The English language is a funny thing. Allegedly it’s one of the most difficult to learn due to its inability to follow its own rules. Like other languages, English has grown and evolved since its conception, constantly losing and gaining words. Colloquialisms overthrow general terms until the latter become obsolete. This leads to words going extinct so that when you come across them, you’re dumbstruck. This happened to me today as I read through James McPherson’s Battle Cry of Freedom. It was only published in the 1980s, and yet, despite considering myself above-averagely literate (my favourite word is “plethora.” do normal people even have favourite words?), I stopped several times to define words. Most of the time, context clues make it easy to figure out the connotation, if not the entire denotation of a word. This will get you through that sentence, that paragraph, probably even that book, but will not get you any farther than that. As a writer, I’ve found that defining these words comes in handy later, when it just so happens that I know the perfect word for a piece.
When it comes to defining these words, I could hypothetically turn to Google. However, I find that it kind of breaks the mood to pull out my laptop when I’m halfway through a page. That’s where my secret weapon comes in!
About a year ago, my mom gave me a copy of The New Webster’s Deluxe Desk Reference Library.

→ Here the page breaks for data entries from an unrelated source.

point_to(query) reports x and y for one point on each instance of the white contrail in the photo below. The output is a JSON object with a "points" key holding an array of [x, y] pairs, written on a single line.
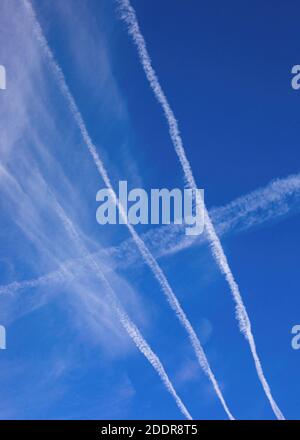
{"points": [[129, 16], [128, 325], [249, 210], [146, 254]]}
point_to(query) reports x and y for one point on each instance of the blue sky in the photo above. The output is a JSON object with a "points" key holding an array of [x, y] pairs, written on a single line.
{"points": [[226, 70]]}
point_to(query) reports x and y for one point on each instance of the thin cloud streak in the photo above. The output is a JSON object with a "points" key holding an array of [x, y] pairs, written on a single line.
{"points": [[278, 199], [129, 17], [146, 254], [126, 322]]}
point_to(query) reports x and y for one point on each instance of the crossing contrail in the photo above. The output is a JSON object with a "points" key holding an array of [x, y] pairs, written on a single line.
{"points": [[279, 198], [130, 18], [146, 254], [126, 322]]}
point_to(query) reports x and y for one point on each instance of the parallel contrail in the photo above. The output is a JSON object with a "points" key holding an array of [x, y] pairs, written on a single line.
{"points": [[128, 325], [130, 18], [252, 209], [146, 254]]}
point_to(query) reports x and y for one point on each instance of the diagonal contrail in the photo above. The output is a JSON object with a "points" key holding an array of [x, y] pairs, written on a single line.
{"points": [[130, 18], [128, 325], [146, 254], [243, 213]]}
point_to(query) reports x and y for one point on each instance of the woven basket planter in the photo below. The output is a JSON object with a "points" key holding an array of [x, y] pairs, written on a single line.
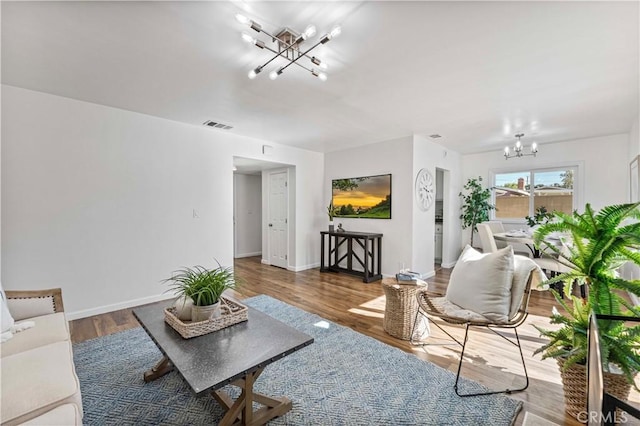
{"points": [[574, 383]]}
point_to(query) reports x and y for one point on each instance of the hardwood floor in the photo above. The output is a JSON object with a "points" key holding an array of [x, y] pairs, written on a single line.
{"points": [[348, 301]]}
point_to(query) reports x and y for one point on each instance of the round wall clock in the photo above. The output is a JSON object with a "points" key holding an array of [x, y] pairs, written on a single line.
{"points": [[425, 190]]}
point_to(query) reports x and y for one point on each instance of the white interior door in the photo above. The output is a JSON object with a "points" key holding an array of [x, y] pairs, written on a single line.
{"points": [[278, 227]]}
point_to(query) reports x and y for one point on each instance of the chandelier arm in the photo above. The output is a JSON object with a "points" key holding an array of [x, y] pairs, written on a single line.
{"points": [[293, 61], [297, 63], [289, 46]]}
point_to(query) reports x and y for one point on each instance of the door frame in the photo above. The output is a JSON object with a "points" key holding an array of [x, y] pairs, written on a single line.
{"points": [[266, 180]]}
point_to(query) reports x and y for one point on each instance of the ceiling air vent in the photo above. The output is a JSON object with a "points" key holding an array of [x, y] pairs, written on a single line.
{"points": [[213, 124]]}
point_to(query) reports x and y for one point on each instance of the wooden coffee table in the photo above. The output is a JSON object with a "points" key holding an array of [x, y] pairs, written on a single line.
{"points": [[235, 355]]}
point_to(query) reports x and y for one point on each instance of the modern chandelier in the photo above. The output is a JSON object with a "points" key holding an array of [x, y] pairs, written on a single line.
{"points": [[289, 46], [517, 149]]}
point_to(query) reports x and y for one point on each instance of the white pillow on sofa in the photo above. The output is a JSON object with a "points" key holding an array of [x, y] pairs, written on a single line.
{"points": [[481, 282]]}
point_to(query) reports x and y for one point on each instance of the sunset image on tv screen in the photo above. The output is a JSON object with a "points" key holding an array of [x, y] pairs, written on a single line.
{"points": [[364, 197]]}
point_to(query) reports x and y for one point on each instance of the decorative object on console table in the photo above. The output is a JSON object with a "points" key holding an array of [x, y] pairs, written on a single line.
{"points": [[204, 287], [232, 313], [370, 262], [330, 213]]}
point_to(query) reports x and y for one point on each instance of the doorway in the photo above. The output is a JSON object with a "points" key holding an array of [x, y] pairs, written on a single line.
{"points": [[254, 209], [278, 218]]}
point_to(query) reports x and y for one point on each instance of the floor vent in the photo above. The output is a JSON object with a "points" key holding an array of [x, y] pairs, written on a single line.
{"points": [[210, 123]]}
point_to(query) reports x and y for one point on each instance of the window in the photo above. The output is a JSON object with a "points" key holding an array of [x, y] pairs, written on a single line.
{"points": [[519, 194]]}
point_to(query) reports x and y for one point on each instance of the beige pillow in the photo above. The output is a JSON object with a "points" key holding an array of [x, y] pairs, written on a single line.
{"points": [[481, 282]]}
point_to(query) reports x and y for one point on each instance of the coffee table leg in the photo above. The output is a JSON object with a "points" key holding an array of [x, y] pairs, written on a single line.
{"points": [[163, 367], [242, 409]]}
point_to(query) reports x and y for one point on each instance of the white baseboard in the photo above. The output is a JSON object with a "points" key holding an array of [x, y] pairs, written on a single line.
{"points": [[304, 267], [238, 256], [117, 306]]}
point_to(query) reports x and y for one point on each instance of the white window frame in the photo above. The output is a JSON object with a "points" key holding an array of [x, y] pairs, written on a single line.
{"points": [[578, 179]]}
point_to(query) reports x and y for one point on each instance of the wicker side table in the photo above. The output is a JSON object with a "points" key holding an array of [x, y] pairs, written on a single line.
{"points": [[401, 308]]}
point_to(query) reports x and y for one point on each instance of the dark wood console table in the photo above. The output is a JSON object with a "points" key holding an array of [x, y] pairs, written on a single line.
{"points": [[371, 245]]}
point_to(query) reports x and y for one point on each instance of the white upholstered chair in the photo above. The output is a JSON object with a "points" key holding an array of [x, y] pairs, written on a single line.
{"points": [[488, 290]]}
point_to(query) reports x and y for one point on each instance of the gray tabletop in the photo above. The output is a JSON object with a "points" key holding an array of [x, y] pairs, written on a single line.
{"points": [[212, 361]]}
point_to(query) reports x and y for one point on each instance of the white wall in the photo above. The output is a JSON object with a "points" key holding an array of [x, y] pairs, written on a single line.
{"points": [[634, 139], [604, 167], [429, 155], [376, 159], [100, 201], [248, 214], [408, 238]]}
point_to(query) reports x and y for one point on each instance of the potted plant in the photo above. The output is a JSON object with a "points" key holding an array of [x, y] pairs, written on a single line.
{"points": [[475, 205], [330, 213], [203, 287], [600, 242]]}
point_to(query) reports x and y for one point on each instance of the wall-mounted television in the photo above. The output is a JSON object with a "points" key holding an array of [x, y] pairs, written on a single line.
{"points": [[362, 197]]}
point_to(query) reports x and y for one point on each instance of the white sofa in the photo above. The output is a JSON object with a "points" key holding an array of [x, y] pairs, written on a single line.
{"points": [[39, 385]]}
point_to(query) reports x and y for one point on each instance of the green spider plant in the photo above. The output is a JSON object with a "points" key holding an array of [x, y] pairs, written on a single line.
{"points": [[600, 242], [204, 286]]}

My copy of this Dictionary-Thesaurus-Grammar Guide- Spelling Dictionary-Fingertip Factfinder was published in 1986; it won’t define “twerk” for me, but it will tell me what McPherson means when he refers to “Taney’s opinion as a new species of proslavery sophistry” (McPherson, 288) [sophistry- specious reasoning or argumentation; specious- apparently good or right but without merit]. It’s perfect for academic, classic, or just plain antiquated pieces (which just so happen to be my favorite types)!
The ultimate question here, though, is this: “Why does language change so drastically that these words need to be looked up?”
Well, I don’t have an answer to that. I’m no linguistics expert, but I find the concept fascinating.